More than 60 million Americans suffer from digestive disorders despite massive amounts spent on proton pump inhibitors (PPIs), used to turn off acid production for reflux, and other medications.
“PPIs are not nearly as safe as most doctors make them sound,” says Dr. Gerard Mullin, Johns Hopkins integrative gastroenterologist, in his new book, “The Inside Tract: Your Good Gut Guide to Great Digestive Health.”
According to Mullin and co-author, Kathie Madonna Swift, registered dietician and culinary nutritionist, the debilitating effects of digestive disorders can be reversed through dietary and lifestyle changes, along with specific nutritional supplements, exercise, and stress control.
Among the “10 principles of nutritional integrity” guiding Mullin and Swift’s overall approach are eating whole, unprocessed foods, avoiding common food allergens, and drinking plenty of water.

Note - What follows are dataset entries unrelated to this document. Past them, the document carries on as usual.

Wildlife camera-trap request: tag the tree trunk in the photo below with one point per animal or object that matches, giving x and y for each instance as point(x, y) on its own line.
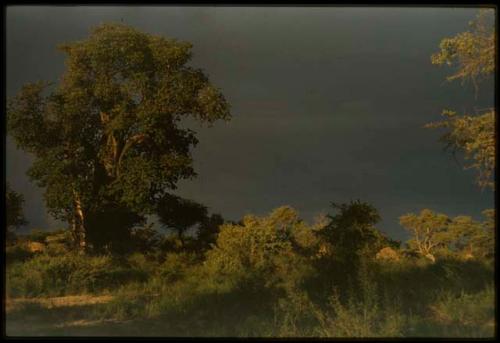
point(79, 225)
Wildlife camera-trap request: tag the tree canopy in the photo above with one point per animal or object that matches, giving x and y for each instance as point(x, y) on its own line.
point(473, 54)
point(110, 135)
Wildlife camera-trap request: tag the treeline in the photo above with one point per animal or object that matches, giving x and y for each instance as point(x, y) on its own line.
point(273, 276)
point(109, 151)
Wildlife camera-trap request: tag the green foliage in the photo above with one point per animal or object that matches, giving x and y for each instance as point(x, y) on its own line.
point(351, 233)
point(108, 141)
point(180, 214)
point(66, 274)
point(264, 250)
point(435, 233)
point(473, 52)
point(14, 209)
point(475, 136)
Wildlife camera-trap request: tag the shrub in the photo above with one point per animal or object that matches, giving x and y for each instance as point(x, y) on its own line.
point(67, 274)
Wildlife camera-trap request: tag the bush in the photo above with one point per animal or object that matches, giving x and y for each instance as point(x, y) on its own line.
point(67, 274)
point(18, 253)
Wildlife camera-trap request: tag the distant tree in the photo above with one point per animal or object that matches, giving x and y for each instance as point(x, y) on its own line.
point(109, 136)
point(14, 208)
point(14, 215)
point(208, 230)
point(473, 53)
point(266, 250)
point(352, 232)
point(471, 238)
point(436, 232)
point(180, 214)
point(429, 231)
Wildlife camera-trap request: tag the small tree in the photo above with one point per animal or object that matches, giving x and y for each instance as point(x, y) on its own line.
point(473, 54)
point(14, 215)
point(352, 232)
point(429, 231)
point(14, 202)
point(180, 214)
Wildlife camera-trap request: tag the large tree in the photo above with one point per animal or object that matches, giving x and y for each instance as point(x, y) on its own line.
point(108, 139)
point(472, 54)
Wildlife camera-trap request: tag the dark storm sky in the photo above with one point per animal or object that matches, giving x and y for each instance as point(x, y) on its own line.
point(328, 104)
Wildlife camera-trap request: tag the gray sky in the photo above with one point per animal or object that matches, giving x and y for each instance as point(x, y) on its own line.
point(328, 104)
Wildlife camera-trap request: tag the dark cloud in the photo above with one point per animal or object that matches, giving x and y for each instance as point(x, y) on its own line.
point(328, 103)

In teaching readers how to change their diet, the authors stress maximizing nutritional components. For instance, inflammation contributes to certain digestive disorders, such as ulcerative colitis. Instead of turning to anti-inflammatory medication, patients are recommended to increase their ingestion of nutrients that combat inflammation, such as omega-3 fatty acids found in foods like wild salmon, and monounsaturated fats like those found in coconut oil and avocados.
The authors emphasize that you are not what you eat, but what you absorb, and they provide a step-by-step plan to give your body what it needs to function optimally. Their roadmap includes detailed food plans and supplement recommendations based on your specific digestive disorder and symptom severity as determined through assessment tools in the book. Swift, former director of nutrition at the Canyon Ranch spa chain, contributed 50 easy recipes to help patients stay committed.
Here are some digestion-friendly tips from the authors to help you get started:
1. Steam vegetables to retain nutrients.
2. Practice “mindful eating” by chewing food thoroughly.
3. Replace cow’s milk with coconut, oat, or rice alternatives, or switch to cultured foods, such as yogurt and kefir.
4. Whole grains are an excellent source of healthy fiber, but be cautious. Some (such as whole wheat and barley) contain gluten, a problem for celiac sufferers and others who may be gluten-sensitive.
5. If symptoms increase consistently after eating a certain food, eliminate it for a few weeks, then reintroduce it gradually to determine your tolerance.